November 8, 2021
When you scratch a Catholic,
a pagan pops out.
This insight was given to me many years ago by Jenny Beale, friend and founder of Brigit’s Garden near Galway. She was called to create the gardens seventeen years ago as a celebration of Brigit, goddess and saint, and to honor the ancient Irish festivals and sun celebrations. And they are stunning.
The gardens have become less a tourist destination that originally anticipated and more a resource for the local community. A few years ago a summer teddy bear picnic attracted 500 people. This event galvanized for Jenny the popularity and acceptance of the garden’s pagan focus by the local community.
Really, there was no need for her to worry. Indeed the bridge between the goddess and saint is a strong one for the Irish people. Whatever she might be called at any given time, she holds the divine feminine energy that is intrinsic to the culture of a country that is named after a goddess from Irish mythology. That knowing runs deep. And the evidence of a blurred distinction between is found everywhere. And the blurring includes Mary.
On our recent trip to County Clare we visited one of the most well known Brigit holy wells.

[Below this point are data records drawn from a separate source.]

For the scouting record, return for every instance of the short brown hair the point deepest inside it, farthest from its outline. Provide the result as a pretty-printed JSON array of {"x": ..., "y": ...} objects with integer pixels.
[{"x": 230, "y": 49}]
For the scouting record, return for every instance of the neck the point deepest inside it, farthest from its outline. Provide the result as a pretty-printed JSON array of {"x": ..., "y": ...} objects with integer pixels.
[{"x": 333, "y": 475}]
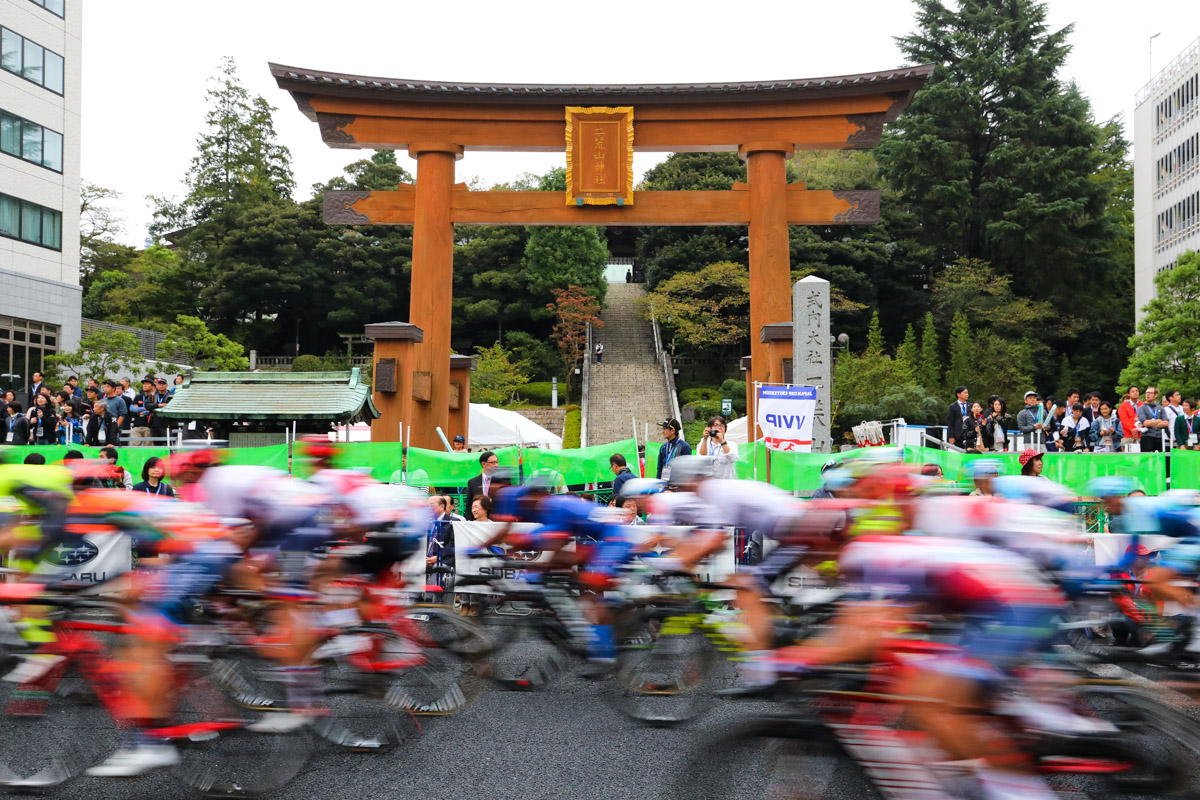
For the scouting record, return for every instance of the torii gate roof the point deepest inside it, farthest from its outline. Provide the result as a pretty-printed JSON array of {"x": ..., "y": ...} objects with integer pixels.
[
  {"x": 905, "y": 80},
  {"x": 840, "y": 112}
]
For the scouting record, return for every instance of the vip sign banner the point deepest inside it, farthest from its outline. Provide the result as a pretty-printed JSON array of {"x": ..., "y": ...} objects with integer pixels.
[
  {"x": 785, "y": 416},
  {"x": 473, "y": 534}
]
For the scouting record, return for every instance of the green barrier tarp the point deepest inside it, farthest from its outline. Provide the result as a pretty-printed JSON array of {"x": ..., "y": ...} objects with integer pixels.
[
  {"x": 131, "y": 458},
  {"x": 274, "y": 456},
  {"x": 789, "y": 470}
]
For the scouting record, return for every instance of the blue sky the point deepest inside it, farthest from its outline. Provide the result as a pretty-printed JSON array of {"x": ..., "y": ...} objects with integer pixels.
[{"x": 149, "y": 60}]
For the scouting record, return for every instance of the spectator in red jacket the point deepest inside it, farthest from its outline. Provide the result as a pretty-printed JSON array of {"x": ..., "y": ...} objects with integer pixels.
[{"x": 1128, "y": 415}]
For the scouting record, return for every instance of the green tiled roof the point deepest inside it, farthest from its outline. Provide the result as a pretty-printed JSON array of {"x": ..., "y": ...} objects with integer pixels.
[{"x": 273, "y": 396}]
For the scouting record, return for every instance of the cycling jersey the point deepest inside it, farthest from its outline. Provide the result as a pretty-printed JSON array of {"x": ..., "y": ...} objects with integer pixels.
[
  {"x": 678, "y": 509},
  {"x": 745, "y": 504},
  {"x": 1007, "y": 603}
]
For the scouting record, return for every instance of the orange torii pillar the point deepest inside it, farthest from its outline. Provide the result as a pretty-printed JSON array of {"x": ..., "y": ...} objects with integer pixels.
[
  {"x": 391, "y": 389},
  {"x": 460, "y": 396},
  {"x": 771, "y": 265},
  {"x": 778, "y": 338},
  {"x": 432, "y": 289}
]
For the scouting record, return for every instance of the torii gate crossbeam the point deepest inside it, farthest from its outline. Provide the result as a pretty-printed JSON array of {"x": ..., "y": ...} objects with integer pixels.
[{"x": 437, "y": 122}]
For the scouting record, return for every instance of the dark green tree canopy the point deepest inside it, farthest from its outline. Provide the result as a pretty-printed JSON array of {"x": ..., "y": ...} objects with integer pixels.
[{"x": 1001, "y": 161}]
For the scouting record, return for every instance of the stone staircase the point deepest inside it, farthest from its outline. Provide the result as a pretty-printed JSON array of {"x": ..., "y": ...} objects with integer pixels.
[{"x": 629, "y": 382}]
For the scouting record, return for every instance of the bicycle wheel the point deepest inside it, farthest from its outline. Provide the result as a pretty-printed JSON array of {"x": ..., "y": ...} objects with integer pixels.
[
  {"x": 219, "y": 756},
  {"x": 453, "y": 666},
  {"x": 358, "y": 717},
  {"x": 664, "y": 668},
  {"x": 51, "y": 728},
  {"x": 526, "y": 654},
  {"x": 773, "y": 759}
]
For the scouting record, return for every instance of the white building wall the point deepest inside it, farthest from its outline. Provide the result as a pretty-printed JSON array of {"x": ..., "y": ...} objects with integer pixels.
[
  {"x": 39, "y": 283},
  {"x": 1152, "y": 196}
]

The walls of the grotto that leads to the well are lined with statues of Brigit and Mary and on this statue the bridge is clear. The divine feminine is deeply woven in the culture, psyche, and heritage of the Irish people. No matter the name. No matter the religion.
It’s not only the land and sacred sites that hold the memory of an ancient time when people were more deeply woven with Earth and cosmic energies. It’s the people. For indeed, when you scratch the surface of Catholic veneer, the old ways emerge. And the vitality shines a bright light.